Ancient physicians-scientists Hippocrates and Galen claimed a connection between mental disorder and those in the stomach, in its upper part in particular. This is evidently the reason why mental depression (hypochondria) was called after the name of hypochondriac. What organs are positioned there? They are stomach, liver, gall bladder, and duodenum. Peter Badmayev, a famous Tibetan physician, successfully treated (to complete recovery of a patient) such a serious disease as BORO. The story goes that nine famous physicians could neither determine the cause of the patient's disease nor cure it and came to the conclusion that the lethal end is inevitable. Only a Tibetan physician identified the disease and its pathogenesis. BORO is “disorder in respiratory metabolism in the first stages of alimentary at its catarrhal state” (P. Badmayev “The Basis of Medical Science of Tibet”, supplement, M. 1991, p.19, in Russian). Using modern knowledge in biology, physiology and pathology, BORO can be expanded as a disease of the organ of body control (regulation).
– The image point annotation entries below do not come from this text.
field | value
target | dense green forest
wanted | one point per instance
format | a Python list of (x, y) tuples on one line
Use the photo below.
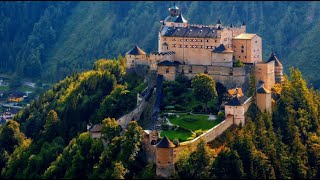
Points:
[(49, 139), (50, 40)]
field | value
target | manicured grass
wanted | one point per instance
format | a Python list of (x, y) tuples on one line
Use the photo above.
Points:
[(180, 134), (194, 121), (25, 88), (4, 88)]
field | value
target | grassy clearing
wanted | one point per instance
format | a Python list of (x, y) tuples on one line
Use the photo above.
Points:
[(180, 134), (194, 122)]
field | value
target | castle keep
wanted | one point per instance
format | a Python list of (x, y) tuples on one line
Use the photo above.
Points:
[(189, 49)]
What is this organ, “the first stages”, where digestion and assimilation of food occur simultaneously, organ which controls the whole body? It may seem that the first stage where starch is broken down, by saliva is the mouth. However, food is not assimilated in the mouth, it is swallowed and moves on. Neither is it assimilated in the esophagus. In the stomach, only proteins are digested, but not assimilated. Even water does not undergo assimilation there. Alcohol is alone to have this privilege. A food clot consisting of proteins, fats, carbohydrates, and some other substances goes to the duodenum. There the clot is subjected to the action of powerful pancreatic juice and bile, so that proteins, fats, and carbohydrates are simultaneously digested in this medium.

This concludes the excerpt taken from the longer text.